Thérèse Martin

L’Amore e la Scienza d’Amore

  • "...questa parola 'Scienza d'Amore'; risuona dolcemente all'orecchio dell'anima mia; desidero solo questa scienza." ...... Così commenta Thérèse Martin in "Poema di Settembre" o "Manoscritto autobiografico B" (Settembre, 1896), le comunicazioni avute dall'Aldilà dalla mistioca del Sacro Cuore Marguerite-Marie Alacoque il 27 dicembre del 1673 proprio nel giorno del discepolo prediletto del Rabbi di Nazareth che secondo il vangelo nel momento del commiato del grande innovatore dell'ebraismo aveva appoggiato il capo sul cuore del Cristo-Messia tanto atteso sin dai tempi del secondo esilio, l'esilio a Babilonia in quella che fu l'antica civiltà iranica mazdeista dove fortissima era la coscienza degli opposti bene/male, luce/tenebra, e che sarà intelligentemente assimilata da quella classe dirigente ebraica sconfitta, umiliata e provata dall'esilio forzato ma da cui si dipartirà il filone apocalittico-messianico di un nuovo ebraismo rinnovato che sfocerà infine nella scintilla della coscienza cristica tesa non soltanto alla non-rimozione degli opposti ma ad una sintesi radicale e definitiva della loro contrapposizione.
  • Dedica

    A Claire Bertrand nata a Poitiers nel 1805, monaca praticamente sconosciuta ma fondatrice del monastero di Lisieux nel 1838, fulgido esempio e maestra di vita per Thérese Martin.
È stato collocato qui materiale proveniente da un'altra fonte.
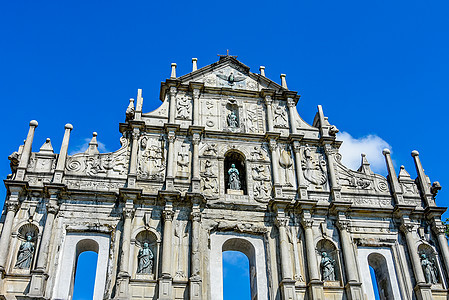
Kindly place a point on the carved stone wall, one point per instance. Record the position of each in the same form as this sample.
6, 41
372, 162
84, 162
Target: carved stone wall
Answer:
225, 163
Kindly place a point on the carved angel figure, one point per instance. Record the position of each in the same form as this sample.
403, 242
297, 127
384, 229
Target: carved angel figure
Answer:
231, 78
234, 180
183, 108
280, 117
233, 120
429, 269
327, 267
25, 254
145, 260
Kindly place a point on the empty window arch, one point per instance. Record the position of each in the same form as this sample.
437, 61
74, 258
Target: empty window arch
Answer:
379, 265
74, 245
236, 276
85, 271
242, 251
235, 173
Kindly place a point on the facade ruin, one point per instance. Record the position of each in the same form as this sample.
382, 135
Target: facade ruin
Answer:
225, 163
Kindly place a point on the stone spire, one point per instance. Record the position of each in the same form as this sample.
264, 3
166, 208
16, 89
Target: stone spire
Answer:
194, 65
93, 145
284, 81
46, 148
365, 166
173, 71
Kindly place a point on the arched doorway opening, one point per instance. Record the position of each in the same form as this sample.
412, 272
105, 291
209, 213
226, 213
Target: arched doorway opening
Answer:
85, 270
240, 257
378, 264
236, 276
235, 173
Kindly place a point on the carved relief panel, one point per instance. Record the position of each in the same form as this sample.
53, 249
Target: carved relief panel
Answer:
209, 113
151, 158
314, 167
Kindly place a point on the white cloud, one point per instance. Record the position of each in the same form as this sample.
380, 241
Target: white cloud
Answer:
372, 145
83, 147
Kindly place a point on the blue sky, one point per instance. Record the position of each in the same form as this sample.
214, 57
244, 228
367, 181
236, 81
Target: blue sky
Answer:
379, 68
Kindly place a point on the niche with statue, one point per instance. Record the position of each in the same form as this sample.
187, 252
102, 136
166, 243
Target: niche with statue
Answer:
145, 255
235, 173
328, 258
27, 238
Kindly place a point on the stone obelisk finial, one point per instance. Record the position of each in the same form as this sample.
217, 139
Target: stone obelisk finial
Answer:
173, 71
283, 81
194, 65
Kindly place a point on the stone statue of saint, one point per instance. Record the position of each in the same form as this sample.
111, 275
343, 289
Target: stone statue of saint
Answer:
145, 260
233, 120
327, 267
25, 254
234, 180
429, 269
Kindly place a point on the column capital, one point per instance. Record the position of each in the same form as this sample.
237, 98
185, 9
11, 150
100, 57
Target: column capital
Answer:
439, 228
196, 216
307, 222
407, 227
168, 215
282, 221
343, 225
12, 206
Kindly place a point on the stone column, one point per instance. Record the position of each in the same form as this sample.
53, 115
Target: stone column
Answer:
39, 274
268, 103
422, 289
440, 232
275, 167
302, 187
353, 286
122, 291
12, 205
196, 162
132, 174
315, 283
392, 178
287, 283
291, 110
195, 276
26, 152
165, 282
172, 105
423, 184
170, 160
196, 107
60, 165
335, 187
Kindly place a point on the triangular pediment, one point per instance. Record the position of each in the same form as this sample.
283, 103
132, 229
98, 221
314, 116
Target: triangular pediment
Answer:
228, 72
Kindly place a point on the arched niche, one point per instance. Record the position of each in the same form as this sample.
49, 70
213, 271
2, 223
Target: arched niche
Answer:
138, 243
253, 247
74, 244
430, 264
329, 262
235, 160
379, 264
26, 244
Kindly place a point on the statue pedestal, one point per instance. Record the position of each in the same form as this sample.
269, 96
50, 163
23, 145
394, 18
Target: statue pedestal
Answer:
235, 192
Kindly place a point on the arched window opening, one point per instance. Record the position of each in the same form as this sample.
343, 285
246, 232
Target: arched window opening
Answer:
374, 282
85, 271
429, 264
239, 270
235, 173
83, 280
378, 263
236, 276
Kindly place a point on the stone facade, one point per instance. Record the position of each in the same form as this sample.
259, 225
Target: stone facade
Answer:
225, 163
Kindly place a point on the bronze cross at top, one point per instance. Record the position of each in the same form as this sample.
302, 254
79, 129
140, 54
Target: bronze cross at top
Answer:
227, 54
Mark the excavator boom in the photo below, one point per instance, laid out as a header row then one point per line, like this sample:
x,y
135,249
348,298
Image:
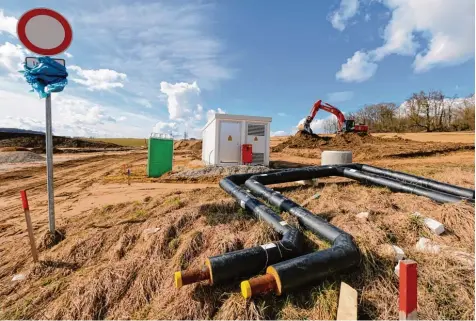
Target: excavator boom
x,y
342,124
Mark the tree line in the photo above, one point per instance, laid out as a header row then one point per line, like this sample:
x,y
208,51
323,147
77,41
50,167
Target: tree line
x,y
428,111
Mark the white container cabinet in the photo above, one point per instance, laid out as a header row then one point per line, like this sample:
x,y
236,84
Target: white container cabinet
x,y
224,135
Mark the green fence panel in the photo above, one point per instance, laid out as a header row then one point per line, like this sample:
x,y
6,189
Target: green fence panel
x,y
161,152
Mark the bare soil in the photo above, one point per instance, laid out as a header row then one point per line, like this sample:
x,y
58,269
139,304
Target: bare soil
x,y
110,266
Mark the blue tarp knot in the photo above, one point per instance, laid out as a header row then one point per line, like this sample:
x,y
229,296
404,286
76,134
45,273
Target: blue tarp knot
x,y
47,77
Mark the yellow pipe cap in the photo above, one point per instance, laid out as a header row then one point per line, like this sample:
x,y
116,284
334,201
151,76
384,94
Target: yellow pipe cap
x,y
178,279
246,289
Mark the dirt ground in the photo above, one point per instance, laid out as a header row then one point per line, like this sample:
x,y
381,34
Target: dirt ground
x,y
108,266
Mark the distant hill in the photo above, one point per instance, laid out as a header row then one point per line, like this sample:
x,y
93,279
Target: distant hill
x,y
20,131
13,137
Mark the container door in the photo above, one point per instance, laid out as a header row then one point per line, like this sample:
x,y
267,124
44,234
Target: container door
x,y
256,135
230,142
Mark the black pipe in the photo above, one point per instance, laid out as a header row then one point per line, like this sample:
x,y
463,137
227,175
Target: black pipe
x,y
314,223
239,264
288,275
397,186
420,181
343,254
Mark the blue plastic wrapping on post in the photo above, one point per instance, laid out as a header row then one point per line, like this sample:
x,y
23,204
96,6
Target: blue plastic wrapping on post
x,y
47,77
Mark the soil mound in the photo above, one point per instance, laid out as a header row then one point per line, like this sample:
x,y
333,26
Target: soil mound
x,y
217,171
301,140
345,140
192,144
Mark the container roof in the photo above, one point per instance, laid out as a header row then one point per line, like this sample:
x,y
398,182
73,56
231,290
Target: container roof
x,y
238,117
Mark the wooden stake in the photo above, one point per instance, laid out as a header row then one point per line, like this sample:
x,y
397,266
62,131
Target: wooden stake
x,y
29,227
408,290
347,309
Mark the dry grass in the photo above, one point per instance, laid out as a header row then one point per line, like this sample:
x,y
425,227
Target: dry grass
x,y
106,267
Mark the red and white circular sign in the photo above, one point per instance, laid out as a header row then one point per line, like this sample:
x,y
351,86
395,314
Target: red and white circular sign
x,y
44,31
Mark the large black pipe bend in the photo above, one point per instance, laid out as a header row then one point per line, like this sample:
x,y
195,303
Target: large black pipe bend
x,y
307,269
235,265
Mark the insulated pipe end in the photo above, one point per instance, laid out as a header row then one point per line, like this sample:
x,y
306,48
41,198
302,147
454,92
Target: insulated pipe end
x,y
178,279
246,289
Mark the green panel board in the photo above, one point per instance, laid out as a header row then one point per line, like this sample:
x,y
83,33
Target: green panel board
x,y
161,151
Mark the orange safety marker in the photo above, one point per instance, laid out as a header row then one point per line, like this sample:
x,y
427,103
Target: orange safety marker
x,y
408,290
29,227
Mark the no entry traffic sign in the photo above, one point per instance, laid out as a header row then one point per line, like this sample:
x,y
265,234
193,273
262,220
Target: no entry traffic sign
x,y
44,31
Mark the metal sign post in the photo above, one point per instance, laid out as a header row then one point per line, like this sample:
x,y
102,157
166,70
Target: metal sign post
x,y
49,165
45,32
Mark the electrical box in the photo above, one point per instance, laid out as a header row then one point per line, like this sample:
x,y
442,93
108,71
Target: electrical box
x,y
224,135
246,153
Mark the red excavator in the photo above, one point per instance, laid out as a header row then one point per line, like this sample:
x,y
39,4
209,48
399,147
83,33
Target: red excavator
x,y
344,125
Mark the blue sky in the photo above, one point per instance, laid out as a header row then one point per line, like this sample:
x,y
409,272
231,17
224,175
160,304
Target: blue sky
x,y
166,66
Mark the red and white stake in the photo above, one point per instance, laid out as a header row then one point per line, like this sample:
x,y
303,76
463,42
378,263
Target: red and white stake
x,y
408,290
26,208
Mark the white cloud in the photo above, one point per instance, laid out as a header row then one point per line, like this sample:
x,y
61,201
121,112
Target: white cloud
x,y
186,113
144,102
8,24
279,133
340,96
72,116
317,125
100,79
171,40
357,69
212,112
165,128
434,32
80,111
182,98
12,58
347,9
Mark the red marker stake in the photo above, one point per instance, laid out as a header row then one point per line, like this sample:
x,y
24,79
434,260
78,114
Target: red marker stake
x,y
408,290
26,208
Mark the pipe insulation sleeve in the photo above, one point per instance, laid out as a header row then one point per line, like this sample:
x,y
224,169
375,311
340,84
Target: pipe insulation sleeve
x,y
310,268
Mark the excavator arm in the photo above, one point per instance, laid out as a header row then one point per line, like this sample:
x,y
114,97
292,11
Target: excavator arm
x,y
333,110
342,124
327,107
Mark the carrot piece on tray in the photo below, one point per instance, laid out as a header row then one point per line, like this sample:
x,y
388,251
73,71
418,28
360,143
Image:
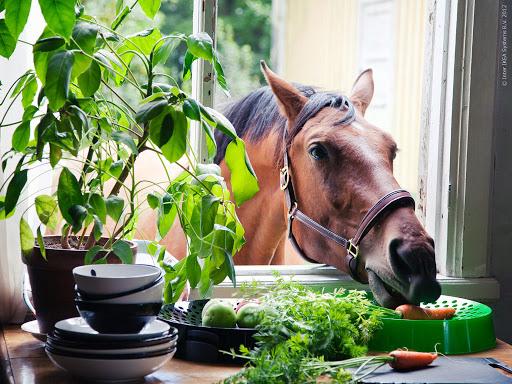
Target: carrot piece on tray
x,y
406,360
413,312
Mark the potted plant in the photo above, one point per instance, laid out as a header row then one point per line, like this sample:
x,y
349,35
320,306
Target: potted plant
x,y
77,120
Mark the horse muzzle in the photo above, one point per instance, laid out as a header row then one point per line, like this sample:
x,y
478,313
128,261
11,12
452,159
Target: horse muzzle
x,y
408,277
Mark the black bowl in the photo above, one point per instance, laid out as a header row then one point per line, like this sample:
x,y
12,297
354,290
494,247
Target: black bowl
x,y
117,318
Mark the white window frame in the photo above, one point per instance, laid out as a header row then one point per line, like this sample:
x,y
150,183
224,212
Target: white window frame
x,y
456,143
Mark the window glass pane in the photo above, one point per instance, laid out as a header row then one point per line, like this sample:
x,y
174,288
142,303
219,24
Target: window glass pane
x,y
243,39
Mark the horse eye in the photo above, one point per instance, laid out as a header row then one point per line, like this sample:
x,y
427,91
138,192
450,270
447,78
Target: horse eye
x,y
317,152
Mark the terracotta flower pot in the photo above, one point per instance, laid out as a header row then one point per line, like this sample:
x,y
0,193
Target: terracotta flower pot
x,y
52,281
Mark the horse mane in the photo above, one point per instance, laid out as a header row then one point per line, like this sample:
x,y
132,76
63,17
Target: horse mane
x,y
257,114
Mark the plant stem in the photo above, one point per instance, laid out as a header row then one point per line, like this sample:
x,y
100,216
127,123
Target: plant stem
x,y
118,96
64,240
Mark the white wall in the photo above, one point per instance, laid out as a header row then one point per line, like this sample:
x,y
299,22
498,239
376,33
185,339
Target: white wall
x,y
12,308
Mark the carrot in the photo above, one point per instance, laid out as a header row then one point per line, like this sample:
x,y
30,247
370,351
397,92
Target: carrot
x,y
406,360
412,312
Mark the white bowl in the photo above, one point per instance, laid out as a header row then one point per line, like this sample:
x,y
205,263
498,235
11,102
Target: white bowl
x,y
118,352
77,327
110,369
105,279
153,294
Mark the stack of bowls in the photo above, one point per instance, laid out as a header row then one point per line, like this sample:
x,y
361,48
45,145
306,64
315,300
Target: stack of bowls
x,y
118,336
118,298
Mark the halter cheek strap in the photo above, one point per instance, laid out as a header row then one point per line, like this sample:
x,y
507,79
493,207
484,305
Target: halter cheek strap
x,y
394,198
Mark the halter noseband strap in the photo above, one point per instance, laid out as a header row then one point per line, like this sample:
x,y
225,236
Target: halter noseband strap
x,y
351,245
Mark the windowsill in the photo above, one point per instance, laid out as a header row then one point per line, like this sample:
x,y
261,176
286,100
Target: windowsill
x,y
484,289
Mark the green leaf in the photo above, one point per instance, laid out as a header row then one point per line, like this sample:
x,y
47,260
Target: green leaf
x,y
29,112
90,80
120,17
204,215
122,250
143,42
220,121
55,155
47,210
29,92
193,271
91,254
48,44
16,15
211,143
191,109
126,139
21,83
150,110
81,62
58,76
164,50
187,65
97,228
40,242
169,132
99,206
200,45
68,194
21,136
26,238
78,214
243,178
7,42
221,79
84,36
41,65
59,15
116,168
153,200
165,215
115,206
152,248
150,7
154,96
161,129
14,190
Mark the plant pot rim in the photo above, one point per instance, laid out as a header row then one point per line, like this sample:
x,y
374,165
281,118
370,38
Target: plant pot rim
x,y
36,245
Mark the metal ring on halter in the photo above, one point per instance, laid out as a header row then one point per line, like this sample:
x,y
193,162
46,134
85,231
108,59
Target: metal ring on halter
x,y
284,178
352,249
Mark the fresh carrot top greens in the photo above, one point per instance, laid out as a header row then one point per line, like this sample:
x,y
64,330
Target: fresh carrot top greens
x,y
413,312
304,335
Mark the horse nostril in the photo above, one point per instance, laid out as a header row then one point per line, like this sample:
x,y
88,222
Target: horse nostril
x,y
414,265
423,289
397,260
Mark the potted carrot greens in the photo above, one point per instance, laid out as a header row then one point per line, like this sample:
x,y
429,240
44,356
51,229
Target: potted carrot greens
x,y
76,120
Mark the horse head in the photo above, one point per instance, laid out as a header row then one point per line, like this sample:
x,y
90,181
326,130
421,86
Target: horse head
x,y
339,171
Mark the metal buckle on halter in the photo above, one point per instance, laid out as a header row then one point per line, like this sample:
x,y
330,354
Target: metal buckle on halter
x,y
352,249
284,178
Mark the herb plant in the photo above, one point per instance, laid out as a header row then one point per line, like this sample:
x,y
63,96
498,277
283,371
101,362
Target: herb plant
x,y
302,331
76,120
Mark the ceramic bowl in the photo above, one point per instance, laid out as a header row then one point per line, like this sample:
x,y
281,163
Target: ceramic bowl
x,y
71,342
77,329
110,367
151,294
117,318
118,352
111,279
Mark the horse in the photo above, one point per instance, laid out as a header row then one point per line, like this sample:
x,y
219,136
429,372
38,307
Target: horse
x,y
338,168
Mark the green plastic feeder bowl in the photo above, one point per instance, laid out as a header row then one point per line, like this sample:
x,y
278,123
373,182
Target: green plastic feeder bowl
x,y
470,330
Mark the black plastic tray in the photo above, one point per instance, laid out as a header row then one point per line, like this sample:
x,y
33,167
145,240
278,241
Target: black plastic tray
x,y
200,343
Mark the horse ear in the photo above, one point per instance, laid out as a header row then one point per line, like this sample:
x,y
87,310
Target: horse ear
x,y
362,91
289,99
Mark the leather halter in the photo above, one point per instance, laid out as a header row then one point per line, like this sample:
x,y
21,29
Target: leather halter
x,y
398,197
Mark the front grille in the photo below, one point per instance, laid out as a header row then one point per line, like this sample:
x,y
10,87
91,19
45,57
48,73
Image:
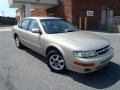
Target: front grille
x,y
102,50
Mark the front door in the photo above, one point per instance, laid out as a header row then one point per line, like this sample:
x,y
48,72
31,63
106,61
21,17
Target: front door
x,y
106,17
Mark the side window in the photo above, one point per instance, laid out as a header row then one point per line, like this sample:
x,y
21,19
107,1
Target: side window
x,y
24,24
33,25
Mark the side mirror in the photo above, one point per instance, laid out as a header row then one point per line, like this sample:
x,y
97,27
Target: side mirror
x,y
35,30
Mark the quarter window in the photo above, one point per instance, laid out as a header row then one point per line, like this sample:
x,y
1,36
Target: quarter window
x,y
24,24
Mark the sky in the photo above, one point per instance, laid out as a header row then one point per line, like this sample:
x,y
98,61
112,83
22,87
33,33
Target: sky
x,y
4,7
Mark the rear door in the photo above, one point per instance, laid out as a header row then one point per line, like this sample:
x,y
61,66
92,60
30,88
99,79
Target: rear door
x,y
34,39
23,30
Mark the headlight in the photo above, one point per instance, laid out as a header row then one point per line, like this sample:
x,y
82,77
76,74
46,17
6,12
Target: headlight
x,y
84,54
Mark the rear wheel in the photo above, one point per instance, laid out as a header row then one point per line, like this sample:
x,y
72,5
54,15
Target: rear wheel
x,y
56,61
17,42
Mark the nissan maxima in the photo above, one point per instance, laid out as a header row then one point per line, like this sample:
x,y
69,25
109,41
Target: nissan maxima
x,y
64,46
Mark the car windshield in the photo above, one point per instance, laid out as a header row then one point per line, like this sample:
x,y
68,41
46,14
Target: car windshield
x,y
52,26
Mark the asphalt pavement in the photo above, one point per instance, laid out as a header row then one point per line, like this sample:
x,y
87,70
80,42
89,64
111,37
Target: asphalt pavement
x,y
23,69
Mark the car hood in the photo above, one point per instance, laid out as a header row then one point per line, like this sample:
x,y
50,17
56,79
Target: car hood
x,y
80,40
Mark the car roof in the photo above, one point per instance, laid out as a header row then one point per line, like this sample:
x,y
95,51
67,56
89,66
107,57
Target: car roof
x,y
42,18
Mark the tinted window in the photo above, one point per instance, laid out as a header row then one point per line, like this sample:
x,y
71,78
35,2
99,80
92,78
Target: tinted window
x,y
24,24
52,26
33,25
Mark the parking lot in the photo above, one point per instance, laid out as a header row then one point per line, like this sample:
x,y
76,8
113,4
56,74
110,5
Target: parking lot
x,y
26,70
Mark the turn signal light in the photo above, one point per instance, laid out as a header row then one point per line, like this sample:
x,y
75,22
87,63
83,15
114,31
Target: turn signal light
x,y
83,64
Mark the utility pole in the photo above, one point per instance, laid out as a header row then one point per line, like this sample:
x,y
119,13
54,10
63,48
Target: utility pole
x,y
3,13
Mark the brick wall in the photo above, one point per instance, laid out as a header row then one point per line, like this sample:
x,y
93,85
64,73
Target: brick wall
x,y
39,12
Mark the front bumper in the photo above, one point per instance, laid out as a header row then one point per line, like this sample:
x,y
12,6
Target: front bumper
x,y
99,62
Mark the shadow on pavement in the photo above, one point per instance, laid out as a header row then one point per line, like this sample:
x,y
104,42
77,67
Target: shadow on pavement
x,y
101,79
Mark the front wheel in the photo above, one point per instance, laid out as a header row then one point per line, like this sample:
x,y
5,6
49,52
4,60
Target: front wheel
x,y
56,61
17,42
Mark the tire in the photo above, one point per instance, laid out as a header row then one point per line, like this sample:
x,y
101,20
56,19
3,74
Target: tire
x,y
18,43
56,61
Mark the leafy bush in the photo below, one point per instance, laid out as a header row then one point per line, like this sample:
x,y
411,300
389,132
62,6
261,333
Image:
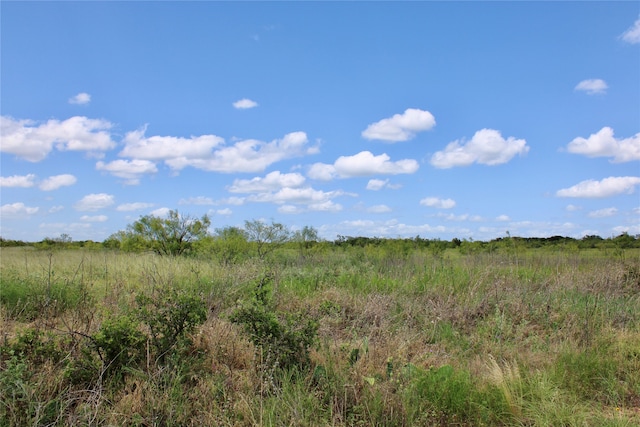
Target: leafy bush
x,y
119,342
283,339
170,315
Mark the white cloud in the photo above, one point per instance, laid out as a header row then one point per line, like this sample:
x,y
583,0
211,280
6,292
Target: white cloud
x,y
322,172
376,184
487,147
244,104
592,86
128,207
379,209
603,144
436,202
57,181
603,213
94,202
94,218
224,212
168,147
200,200
17,210
608,187
235,201
400,127
632,35
160,212
362,164
22,181
271,182
80,99
208,152
307,196
34,142
326,206
130,170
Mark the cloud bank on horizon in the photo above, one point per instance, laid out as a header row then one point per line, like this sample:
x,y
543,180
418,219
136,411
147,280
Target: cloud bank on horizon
x,y
497,159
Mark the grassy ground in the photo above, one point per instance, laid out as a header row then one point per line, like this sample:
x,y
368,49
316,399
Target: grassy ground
x,y
355,336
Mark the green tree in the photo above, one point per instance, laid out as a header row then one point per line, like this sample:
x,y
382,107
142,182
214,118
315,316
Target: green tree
x,y
267,237
173,235
230,244
305,239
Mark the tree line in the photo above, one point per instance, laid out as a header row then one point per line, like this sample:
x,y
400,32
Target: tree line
x,y
178,234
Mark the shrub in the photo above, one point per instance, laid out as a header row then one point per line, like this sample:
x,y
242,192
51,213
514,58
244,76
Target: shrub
x,y
284,338
170,315
119,343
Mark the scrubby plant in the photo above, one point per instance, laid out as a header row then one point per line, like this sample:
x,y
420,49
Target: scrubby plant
x,y
170,314
119,343
282,339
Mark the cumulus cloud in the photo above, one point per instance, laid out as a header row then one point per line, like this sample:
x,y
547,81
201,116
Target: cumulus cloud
x,y
603,144
168,147
305,196
271,182
57,181
17,210
602,213
459,218
129,170
209,153
400,127
379,209
435,202
94,202
632,35
244,104
137,206
607,187
377,184
592,86
224,212
326,206
80,99
200,200
362,164
34,142
94,218
160,212
487,147
21,181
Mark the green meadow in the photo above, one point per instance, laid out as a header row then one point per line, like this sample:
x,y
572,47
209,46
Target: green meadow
x,y
357,332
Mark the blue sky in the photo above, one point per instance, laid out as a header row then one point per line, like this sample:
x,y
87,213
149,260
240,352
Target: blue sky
x,y
458,119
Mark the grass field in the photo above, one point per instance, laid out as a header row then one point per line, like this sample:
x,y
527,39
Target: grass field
x,y
333,337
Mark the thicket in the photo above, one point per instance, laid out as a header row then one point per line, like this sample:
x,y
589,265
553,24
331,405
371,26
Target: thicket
x,y
360,331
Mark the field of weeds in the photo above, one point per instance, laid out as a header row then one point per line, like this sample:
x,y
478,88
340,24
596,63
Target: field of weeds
x,y
337,337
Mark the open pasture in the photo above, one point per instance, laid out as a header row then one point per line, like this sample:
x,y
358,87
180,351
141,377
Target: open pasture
x,y
335,336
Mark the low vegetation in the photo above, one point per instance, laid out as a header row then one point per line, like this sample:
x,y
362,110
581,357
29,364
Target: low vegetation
x,y
236,331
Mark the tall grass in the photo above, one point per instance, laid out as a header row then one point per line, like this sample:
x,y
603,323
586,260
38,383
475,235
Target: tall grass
x,y
533,337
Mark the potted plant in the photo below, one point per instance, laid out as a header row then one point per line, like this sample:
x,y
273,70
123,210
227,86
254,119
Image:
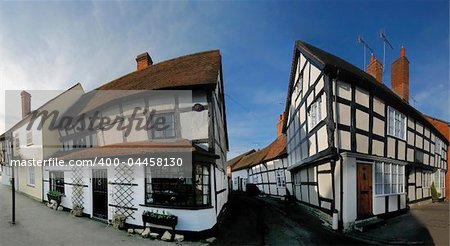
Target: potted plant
x,y
77,210
164,218
55,195
434,194
118,221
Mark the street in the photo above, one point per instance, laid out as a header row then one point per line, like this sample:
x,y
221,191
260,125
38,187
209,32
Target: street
x,y
39,225
255,221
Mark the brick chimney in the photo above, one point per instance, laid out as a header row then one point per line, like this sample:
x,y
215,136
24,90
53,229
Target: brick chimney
x,y
26,103
375,68
280,124
143,61
400,76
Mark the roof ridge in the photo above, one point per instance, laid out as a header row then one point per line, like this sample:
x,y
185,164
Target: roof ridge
x,y
159,63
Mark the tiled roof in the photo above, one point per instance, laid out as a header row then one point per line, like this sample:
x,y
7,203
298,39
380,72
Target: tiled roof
x,y
275,150
236,159
190,70
199,70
Dedicato a lei e al suo Dio: il Dio che non abbisogna di eroi, "il Dio della pace" così da lei nominato nel corso dei dialoghi con l'erede del suo cuore, Thérèse Martin. Il riferimento è a un sogno emerso come la punta di un Iceberg dall'inconscio di Thérèse poco dopo la morte di Claire Bertrand nel 1891 dove l'inconscio tentava di rendere palese alla coscienza di Thèrèse quello che in un certo senso lei sapeva già: le volontà testamentarie della sua sorella e amica anch'essa amante e seguace del Rabbi di Nazareth caduta combattendo valorosamente più che eroicamente lungo il cammino verso le nozze ultime di Dio con Dio.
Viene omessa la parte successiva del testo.